CSE 704: Top Critiques for Week 5

Top Critiques for Week 5: MonetDB and DataCyclotron

(in no particular order)

DataCyclotron is a novel approach to distributed query processing system in the wake of improved network communication speeds. It is a self-organizing db architecture aimed at data systems with volatile workloads and to maximize resource utilization with little global supervision. It should be noted that it is still research level system in which many aspects are yet to be optimized.

DataCyclotron's ring topology is built around powerful processing nodes (with sufficient RAM), RDMA (ability to access a node's main memory remotely; requires special NIC) and an enhanced database underneath all this. The system is managed by a control layer between network topology and database called DataCyclotron layer (DaCy). DaCy continuously moves data (hot data) in the ring network and assigns tasks to nodes depending upon the data chucks level of interest (LOI, which is measured by multiple metrics).

The paper discusses about various type of possible scenarios in DaCy implementation like varying number of nodes in ring, different query types, non-uniform workload and how it affects the performance of DaCy. Finally, it measures the DaCy performance on related metrics such as data access latency, hot set management, ring extension and throughput.

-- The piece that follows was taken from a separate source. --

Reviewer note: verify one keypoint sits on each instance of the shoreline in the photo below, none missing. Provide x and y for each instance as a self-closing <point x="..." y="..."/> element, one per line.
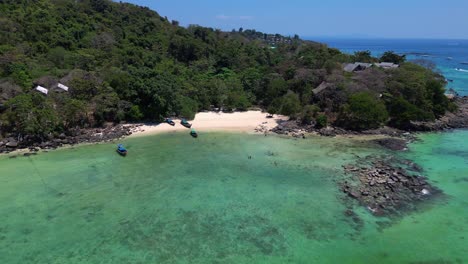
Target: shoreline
<point x="247" y="122"/>
<point x="254" y="122"/>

All results in the paper are based DaCy implementation on MonetDb but how will be the performance if it is implemented on traditional and more popular row based databases? The motivation behind choosing ring topology vs other types of network topology is not discussed in full detail. Bus topology might suit better for sequential tasks? The implementation results are based on network connected via Infiniband but how well the DaCy perform are highly available Ethernet?

(credit: Ravi Theja M.)

The paper presents a dynamic way of processing distributed queries. It avoids the need to predict your workload requirements statically, and instead can dynamically adapt, self-organizing dynamically. It exploits newer technologies such as Remote Memory Access, and adapts mindsets, such as reducing network traffic at all costs, to more current situations. Along the way, it ditches roles assigned to machines, allowing for supurb load balancing among machines, as a query is free to be executed on any available machine, avoiding potential bottlenecks. It seems to favor a more holistic approach towards handling data, and avoids optimizing for specific queries, instead opting to slowly adapt its structure to fit its given workload. The approach taken by the paper seems novel and practical, but seems to gloss over the fact that it's based on a homogeneous cluster. It'd be interesting to see if that could be weakened, and how it would perform if changed. I think if your cluster is significantly large, the idea of having to upgrade it all at once may be a significant drawback. Similarly, if your cluster is say 70% of the way through its expected lifetime, and you need to expand the number of nodes, you may have to purchase old hardware to handle the data for a relatively short lifecycle.

(credit: Jon Logan)

Summary

The paper answers the need for architecture conscious database to tackle the imbalance concept of memory wall in applications involving analysis of large datasets like OLAP tools.
In contrast to database systems that concentrate on providing faster execution speeds, MonetDB tends to optimize the query execution process by efficient utilization of the memory arrangement of the system itself.
MonetDB makes use of vertical storage, bulk query algebra, cache-conscious algebra and memory access cost modeling to overcome memory wall.

Review & Evaluation

The paper is concentrated on describing the architecture of MonetDB and not the system performance.
Although it uses relational algebra, it supports SQL, XQuery and SPARQL at the front end.
Not meant for general purpose applications.
The size of database depends on the underlying hardware platform.
Probably, decomposed storage model will consume more space to store same amount of data than in other storage architecture.
Concurrent execution of queries is a limitation.
A decomposed storage scheme using memory mapped files with automated index selection and maintenance.
The relational operators materialize their results and are self-optimizing.
Analytical details about failure tolerance is desirable.

(credit: Anonymous)